Comme il a la justice, ce magistrat a la police, et même encore plus complètement : la police de toute sorte, préventive, judiciaire, réglementaire. Il procède à l’instruction des affaires criminelles, il délivre des mandats d’arrêt, il prend des mesures particulières ou décrète des dispositions générales pour le maintien de l’ordre. À cette série d’attributions ajoutez des pouvoirs administratifs fort étendus, l’évaluation de la matière imposable, le contentieux en fait d’impôt local, la réception des comptes de deniers. Il opère tantôt isolément, tantôt réuni à un ou plusieurs collègues, selon l’importance des matières, selon qu’il s’agit — soit de juger des crimes ou de voter l’impôt, — soit de juger des rixes, des différends de maître à ouvrier, — soit de délivrer des licences pour des tavernes.

Le bizarre, l’inconcevable en tout ceci, au moins pour nous, c’est l’étrange variété de ces pouvoirs accumulés dans la même main. Nous croyons bien faire en France de distinguer soigneusement les fonctions : ce qui est divisé nous semble par cela même assuré d’une bonne exécution et d’un contrôle sérieux. Nous séparons d’abord dans les localités le politique de l’administratif, l’administratif du judiciaire, entendant par politique le consentement de l’impôt.
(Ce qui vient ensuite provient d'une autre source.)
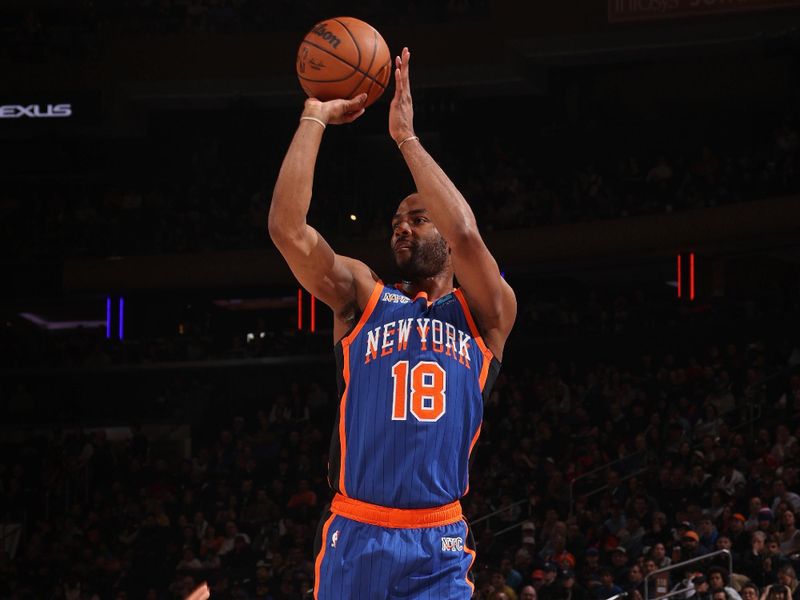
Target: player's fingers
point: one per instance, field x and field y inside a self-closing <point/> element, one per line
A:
<point x="356" y="103"/>
<point x="200" y="593"/>
<point x="349" y="118"/>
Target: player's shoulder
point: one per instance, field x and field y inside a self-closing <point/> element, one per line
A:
<point x="364" y="280"/>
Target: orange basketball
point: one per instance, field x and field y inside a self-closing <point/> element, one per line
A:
<point x="343" y="57"/>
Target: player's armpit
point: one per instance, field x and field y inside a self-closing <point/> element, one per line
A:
<point x="338" y="281"/>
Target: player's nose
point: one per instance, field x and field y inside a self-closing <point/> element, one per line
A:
<point x="402" y="229"/>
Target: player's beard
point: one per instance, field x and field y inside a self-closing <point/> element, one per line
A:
<point x="427" y="259"/>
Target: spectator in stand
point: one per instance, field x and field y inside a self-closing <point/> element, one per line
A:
<point x="788" y="534"/>
<point x="776" y="592"/>
<point x="754" y="506"/>
<point x="740" y="539"/>
<point x="787" y="578"/>
<point x="749" y="591"/>
<point x="782" y="494"/>
<point x="718" y="580"/>
<point x="589" y="576"/>
<point x="690" y="546"/>
<point x="607" y="587"/>
<point x="550" y="589"/>
<point x="702" y="588"/>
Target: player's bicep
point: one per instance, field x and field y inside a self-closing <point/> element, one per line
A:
<point x="490" y="298"/>
<point x="325" y="274"/>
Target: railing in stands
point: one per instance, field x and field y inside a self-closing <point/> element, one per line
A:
<point x="682" y="565"/>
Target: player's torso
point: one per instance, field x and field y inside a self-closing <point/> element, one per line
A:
<point x="412" y="381"/>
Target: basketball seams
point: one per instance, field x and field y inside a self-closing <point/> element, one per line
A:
<point x="371" y="61"/>
<point x="337" y="57"/>
<point x="355" y="42"/>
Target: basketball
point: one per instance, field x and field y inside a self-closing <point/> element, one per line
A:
<point x="342" y="58"/>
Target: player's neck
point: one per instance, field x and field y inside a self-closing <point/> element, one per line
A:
<point x="434" y="287"/>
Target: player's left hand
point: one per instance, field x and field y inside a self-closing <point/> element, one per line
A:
<point x="401" y="110"/>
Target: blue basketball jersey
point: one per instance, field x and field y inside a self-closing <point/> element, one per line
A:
<point x="412" y="379"/>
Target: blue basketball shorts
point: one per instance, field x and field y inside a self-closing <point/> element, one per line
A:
<point x="367" y="552"/>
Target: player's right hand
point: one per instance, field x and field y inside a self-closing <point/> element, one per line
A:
<point x="200" y="593"/>
<point x="336" y="112"/>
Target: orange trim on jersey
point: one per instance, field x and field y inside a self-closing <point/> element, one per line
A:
<point x="471" y="446"/>
<point x="397" y="518"/>
<point x="342" y="412"/>
<point x="346" y="341"/>
<point x="321" y="555"/>
<point x="471" y="552"/>
<point x="374" y="296"/>
<point x="487" y="353"/>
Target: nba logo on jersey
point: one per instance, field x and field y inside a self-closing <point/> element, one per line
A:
<point x="396" y="298"/>
<point x="452" y="544"/>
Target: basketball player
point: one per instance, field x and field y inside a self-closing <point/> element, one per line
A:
<point x="415" y="361"/>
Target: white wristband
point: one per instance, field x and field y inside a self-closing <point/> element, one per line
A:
<point x="315" y="119"/>
<point x="408" y="139"/>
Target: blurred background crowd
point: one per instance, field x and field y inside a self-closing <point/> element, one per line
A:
<point x="167" y="393"/>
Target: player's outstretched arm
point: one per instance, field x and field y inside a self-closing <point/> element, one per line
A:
<point x="490" y="298"/>
<point x="336" y="280"/>
<point x="201" y="592"/>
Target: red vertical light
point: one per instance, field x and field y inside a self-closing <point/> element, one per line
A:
<point x="300" y="309"/>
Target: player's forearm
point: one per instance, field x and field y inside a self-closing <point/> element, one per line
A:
<point x="291" y="197"/>
<point x="447" y="208"/>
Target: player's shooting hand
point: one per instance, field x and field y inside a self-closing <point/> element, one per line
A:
<point x="335" y="112"/>
<point x="401" y="110"/>
<point x="201" y="592"/>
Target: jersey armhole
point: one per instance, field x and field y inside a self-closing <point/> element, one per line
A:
<point x="366" y="313"/>
<point x="476" y="334"/>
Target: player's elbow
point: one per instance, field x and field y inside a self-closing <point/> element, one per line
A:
<point x="280" y="229"/>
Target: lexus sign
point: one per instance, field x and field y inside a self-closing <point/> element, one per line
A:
<point x="35" y="111"/>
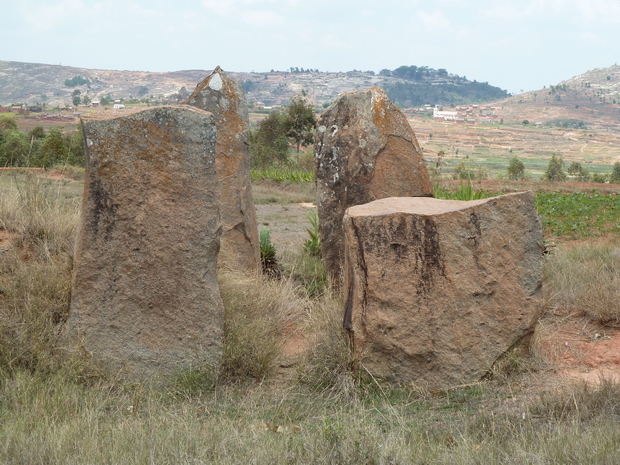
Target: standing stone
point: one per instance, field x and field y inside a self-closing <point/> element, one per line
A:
<point x="145" y="297"/>
<point x="439" y="289"/>
<point x="365" y="150"/>
<point x="224" y="97"/>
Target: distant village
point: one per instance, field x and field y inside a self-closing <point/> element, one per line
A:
<point x="462" y="114"/>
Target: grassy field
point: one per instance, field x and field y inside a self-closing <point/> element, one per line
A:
<point x="277" y="403"/>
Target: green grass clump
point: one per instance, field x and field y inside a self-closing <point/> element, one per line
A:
<point x="282" y="174"/>
<point x="579" y="214"/>
<point x="464" y="192"/>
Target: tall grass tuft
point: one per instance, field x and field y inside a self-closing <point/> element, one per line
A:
<point x="464" y="192"/>
<point x="35" y="271"/>
<point x="328" y="364"/>
<point x="259" y="312"/>
<point x="585" y="278"/>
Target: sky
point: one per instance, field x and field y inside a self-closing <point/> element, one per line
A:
<point x="517" y="45"/>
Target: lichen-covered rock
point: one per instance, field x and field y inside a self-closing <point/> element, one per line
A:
<point x="224" y="98"/>
<point x="437" y="290"/>
<point x="145" y="297"/>
<point x="365" y="150"/>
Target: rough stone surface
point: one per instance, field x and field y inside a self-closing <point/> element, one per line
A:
<point x="437" y="290"/>
<point x="365" y="150"/>
<point x="224" y="98"/>
<point x="145" y="297"/>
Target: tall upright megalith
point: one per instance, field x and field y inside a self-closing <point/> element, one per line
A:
<point x="365" y="150"/>
<point x="224" y="98"/>
<point x="145" y="297"/>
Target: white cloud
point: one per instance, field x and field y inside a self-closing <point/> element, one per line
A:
<point x="434" y="21"/>
<point x="48" y="16"/>
<point x="261" y="18"/>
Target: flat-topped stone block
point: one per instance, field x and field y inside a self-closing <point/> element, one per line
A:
<point x="438" y="290"/>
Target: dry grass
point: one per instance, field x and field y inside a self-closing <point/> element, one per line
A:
<point x="247" y="415"/>
<point x="585" y="278"/>
<point x="259" y="312"/>
<point x="35" y="271"/>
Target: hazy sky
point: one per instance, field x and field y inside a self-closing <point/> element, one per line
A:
<point x="512" y="44"/>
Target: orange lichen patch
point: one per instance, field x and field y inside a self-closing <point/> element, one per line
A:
<point x="393" y="168"/>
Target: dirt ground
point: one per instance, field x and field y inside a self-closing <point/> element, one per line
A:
<point x="572" y="346"/>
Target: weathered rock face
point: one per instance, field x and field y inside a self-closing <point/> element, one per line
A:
<point x="145" y="296"/>
<point x="365" y="150"/>
<point x="439" y="289"/>
<point x="224" y="98"/>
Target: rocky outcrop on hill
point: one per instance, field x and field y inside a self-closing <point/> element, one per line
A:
<point x="438" y="290"/>
<point x="145" y="297"/>
<point x="365" y="150"/>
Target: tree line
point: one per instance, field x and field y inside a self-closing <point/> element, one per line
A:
<point x="38" y="148"/>
<point x="270" y="142"/>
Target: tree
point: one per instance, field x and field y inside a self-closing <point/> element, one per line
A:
<point x="15" y="148"/>
<point x="269" y="143"/>
<point x="516" y="169"/>
<point x="615" y="174"/>
<point x="7" y="122"/>
<point x="300" y="121"/>
<point x="52" y="150"/>
<point x="581" y="173"/>
<point x="555" y="171"/>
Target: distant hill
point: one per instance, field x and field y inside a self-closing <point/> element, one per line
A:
<point x="590" y="100"/>
<point x="53" y="85"/>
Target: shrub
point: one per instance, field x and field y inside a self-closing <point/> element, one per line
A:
<point x="516" y="169"/>
<point x="555" y="171"/>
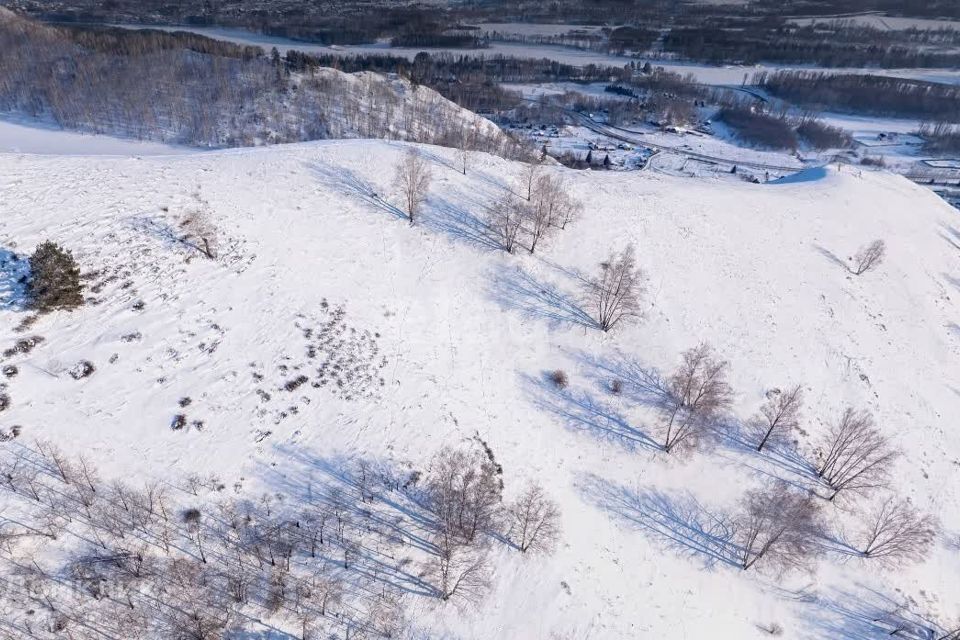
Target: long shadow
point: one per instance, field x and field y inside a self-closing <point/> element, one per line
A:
<point x="780" y="457"/>
<point x="639" y="384"/>
<point x="832" y="257"/>
<point x="14" y="272"/>
<point x="678" y="521"/>
<point x="456" y="222"/>
<point x="580" y="411"/>
<point x="514" y="289"/>
<point x="348" y="183"/>
<point x="862" y="614"/>
<point x="332" y="483"/>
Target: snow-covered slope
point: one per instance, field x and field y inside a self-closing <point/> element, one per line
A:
<point x="461" y="333"/>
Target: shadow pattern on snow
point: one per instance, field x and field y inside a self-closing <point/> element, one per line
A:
<point x="14" y="272"/>
<point x="450" y="219"/>
<point x="861" y="613"/>
<point x="582" y="411"/>
<point x="678" y="521"/>
<point x="347" y="183"/>
<point x="389" y="515"/>
<point x="514" y="289"/>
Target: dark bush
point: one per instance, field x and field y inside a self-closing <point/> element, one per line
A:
<point x="54" y="279"/>
<point x="81" y="370"/>
<point x="558" y="378"/>
<point x="759" y="129"/>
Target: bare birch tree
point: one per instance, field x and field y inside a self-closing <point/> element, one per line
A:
<point x="698" y="391"/>
<point x="779" y="526"/>
<point x="855" y="456"/>
<point x="895" y="532"/>
<point x="466" y="143"/>
<point x="464" y="491"/>
<point x="413" y="178"/>
<point x="869" y="257"/>
<point x="614" y="295"/>
<point x="534" y="521"/>
<point x="780" y="414"/>
<point x="199" y="233"/>
<point x="505" y="219"/>
<point x="458" y="570"/>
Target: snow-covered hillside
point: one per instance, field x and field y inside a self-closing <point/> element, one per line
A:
<point x="447" y="337"/>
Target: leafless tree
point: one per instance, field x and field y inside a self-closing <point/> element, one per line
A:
<point x="896" y="532"/>
<point x="698" y="391"/>
<point x="540" y="213"/>
<point x="505" y="220"/>
<point x="855" y="456"/>
<point x="413" y="179"/>
<point x="780" y="414"/>
<point x="614" y="295"/>
<point x="779" y="526"/>
<point x="459" y="570"/>
<point x="551" y="208"/>
<point x="869" y="257"/>
<point x="199" y="232"/>
<point x="534" y="521"/>
<point x="464" y="491"/>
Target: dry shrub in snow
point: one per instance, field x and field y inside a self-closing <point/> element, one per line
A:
<point x="458" y="570"/>
<point x="54" y="279"/>
<point x="780" y="414"/>
<point x="614" y="295"/>
<point x="464" y="491"/>
<point x="551" y="208"/>
<point x="698" y="392"/>
<point x="413" y="179"/>
<point x="778" y="526"/>
<point x="505" y="219"/>
<point x="869" y="257"/>
<point x="200" y="233"/>
<point x="534" y="521"/>
<point x="855" y="456"/>
<point x="559" y="378"/>
<point x="895" y="532"/>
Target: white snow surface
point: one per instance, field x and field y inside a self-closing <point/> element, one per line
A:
<point x="468" y="332"/>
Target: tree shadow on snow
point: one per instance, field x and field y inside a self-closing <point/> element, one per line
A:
<point x="514" y="289"/>
<point x="347" y="183"/>
<point x="678" y="521"/>
<point x="389" y="512"/>
<point x="779" y="459"/>
<point x="581" y="411"/>
<point x="832" y="257"/>
<point x="638" y="384"/>
<point x="452" y="220"/>
<point x="14" y="272"/>
<point x="859" y="614"/>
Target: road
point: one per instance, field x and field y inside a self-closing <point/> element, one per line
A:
<point x="636" y="138"/>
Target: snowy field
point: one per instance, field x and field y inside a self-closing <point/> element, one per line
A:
<point x="467" y="333"/>
<point x="707" y="74"/>
<point x="21" y="136"/>
<point x="884" y="23"/>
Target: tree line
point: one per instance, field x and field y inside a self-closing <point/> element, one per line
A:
<point x="869" y="94"/>
<point x="197" y="560"/>
<point x="191" y="90"/>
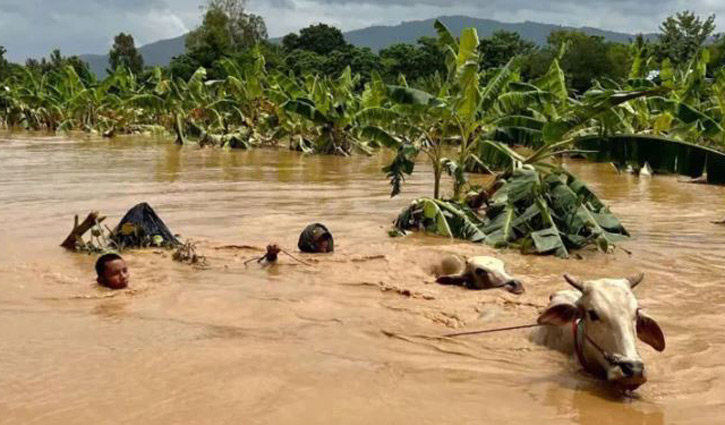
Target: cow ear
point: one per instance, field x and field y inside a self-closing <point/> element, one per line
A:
<point x="649" y="332"/>
<point x="558" y="314"/>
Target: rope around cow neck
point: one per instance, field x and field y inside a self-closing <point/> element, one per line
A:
<point x="488" y="331"/>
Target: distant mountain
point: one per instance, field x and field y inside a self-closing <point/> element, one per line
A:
<point x="379" y="37"/>
<point x="161" y="52"/>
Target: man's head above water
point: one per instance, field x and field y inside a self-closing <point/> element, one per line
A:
<point x="316" y="238"/>
<point x="112" y="271"/>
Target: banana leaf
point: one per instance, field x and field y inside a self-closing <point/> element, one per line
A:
<point x="543" y="214"/>
<point x="663" y="155"/>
Ainsi l’autorité qui vote les taxes pour certains travaux n’est pas celle qui poursuit et surveille l’exécution de ces travaux ; en outre ni l’une ni l’autre n’applique la loi à des cas individuels, ne fait œuvre de justice. Cependant cette première division, rudimentaire et naïve, s’éclaircit ou se complique chez nous, soit dans l’ordre administratif, soit dans l’ordre judiciaire, d’une infinité de subdivisions. Un ordonnateur de dépenses, un comptable, un vérificateur de comptes, autant de fonctionnaires différens. On se met trois pour un paiement : l’un qui l’autorise, l’autre qui le fait, un troisième qui le contrôle, qui décide s’il a été bien fait.